C’est deux mille ans environ avant notre ère que le regard de l’historien s’arrête avec quelque assurance sur cette famille prédestinée. Une émigration de Sémites nomades à laquelle se rattache le nom de Tharé ou Térach quitte les montagnes de l’Arménie et se porte vers le sud. Il faut supposer qu’il y eut longtemps dans les montagnes du nord un foyer d’aristocratie monothéiste qui resta fidèle à ses mœurs patriarcales et à son culte élevé. Même en sortant de ce sanctuaire, les tribus émigrantes se regardaient comme liées envers Dieu par une alliance et un pacte spécial : c’est ainsi que nous voyons Abraham, Isaac, Jacob, continuant en Chanaan et en Égypte leur noble métier de pasteurs, riches, fiers, chefs d’une nombreuse domesticité, en possession d’idées religieuses pures et simples, traversant les diverses civilisations sans s’y confondre et sans en rien accepter. Abraham, personnage définitivement historique et réel, conduit l’émigration en Palestine. Il n’y était pas du reste le premier de sa race, car, indépendamment des Chananéens, il y trouva un chef sémite et monothéiste comme lui, Melchisédech, avec lequel il fit amitié. Cependant la Mésopotamie resta longtemps encore le centre de la famille térachite, et c’est là que l’aristocratie, fidèle aux idées sémitiques sur la pureté du sang, envoya, jusqu’à son entrée en Égypte, chercher des femmes pour ses fils.
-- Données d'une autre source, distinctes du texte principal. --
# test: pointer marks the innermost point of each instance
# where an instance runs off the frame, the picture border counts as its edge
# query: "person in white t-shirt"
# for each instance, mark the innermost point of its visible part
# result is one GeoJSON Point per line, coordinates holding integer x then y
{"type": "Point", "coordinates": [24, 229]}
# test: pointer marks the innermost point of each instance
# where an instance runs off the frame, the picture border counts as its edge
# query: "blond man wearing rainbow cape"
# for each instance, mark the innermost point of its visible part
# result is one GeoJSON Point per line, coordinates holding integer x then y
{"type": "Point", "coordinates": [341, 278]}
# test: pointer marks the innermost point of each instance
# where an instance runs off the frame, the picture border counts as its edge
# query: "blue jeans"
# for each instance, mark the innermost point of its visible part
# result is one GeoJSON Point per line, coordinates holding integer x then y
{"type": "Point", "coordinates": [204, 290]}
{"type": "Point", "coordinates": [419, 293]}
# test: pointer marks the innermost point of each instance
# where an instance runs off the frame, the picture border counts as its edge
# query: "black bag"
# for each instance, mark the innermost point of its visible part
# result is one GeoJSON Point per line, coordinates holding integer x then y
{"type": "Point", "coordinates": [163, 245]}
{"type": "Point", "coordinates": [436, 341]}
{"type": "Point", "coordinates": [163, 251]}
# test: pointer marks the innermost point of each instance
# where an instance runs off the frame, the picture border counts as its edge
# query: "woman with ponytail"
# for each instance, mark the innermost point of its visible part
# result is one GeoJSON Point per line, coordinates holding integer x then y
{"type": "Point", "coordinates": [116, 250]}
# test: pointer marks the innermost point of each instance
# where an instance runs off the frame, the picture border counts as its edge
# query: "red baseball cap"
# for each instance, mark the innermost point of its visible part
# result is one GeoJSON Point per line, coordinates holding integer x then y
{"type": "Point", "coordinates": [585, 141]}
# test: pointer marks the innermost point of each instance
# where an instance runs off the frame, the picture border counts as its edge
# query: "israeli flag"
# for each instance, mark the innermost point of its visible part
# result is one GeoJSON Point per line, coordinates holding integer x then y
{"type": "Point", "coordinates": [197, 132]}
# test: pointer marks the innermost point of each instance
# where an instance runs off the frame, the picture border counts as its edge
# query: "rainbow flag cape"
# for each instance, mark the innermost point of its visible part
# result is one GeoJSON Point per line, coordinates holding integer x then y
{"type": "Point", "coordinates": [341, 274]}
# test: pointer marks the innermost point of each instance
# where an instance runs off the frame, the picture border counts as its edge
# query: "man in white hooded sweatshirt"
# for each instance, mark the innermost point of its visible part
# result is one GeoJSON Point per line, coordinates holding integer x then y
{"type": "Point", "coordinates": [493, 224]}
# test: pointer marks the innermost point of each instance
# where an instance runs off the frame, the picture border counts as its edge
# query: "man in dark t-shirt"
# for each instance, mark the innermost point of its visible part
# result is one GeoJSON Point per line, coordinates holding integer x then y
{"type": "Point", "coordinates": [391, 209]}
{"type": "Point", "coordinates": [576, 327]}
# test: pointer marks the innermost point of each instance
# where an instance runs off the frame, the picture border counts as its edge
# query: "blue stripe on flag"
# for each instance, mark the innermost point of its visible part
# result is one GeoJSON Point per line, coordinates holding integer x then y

La vie d’Israël à cette époque est celle d’un douar arabe, avec son prodigieux développement d’individualité et de poésie, mais d’un autre côté avec son manque absolu d’idées politiques et de culture intellectuelle un peu raffinée. On ne sait guère quel fut le résultat des premiers contacts de la tribu israélite avec l’Égypte et les Chananéens.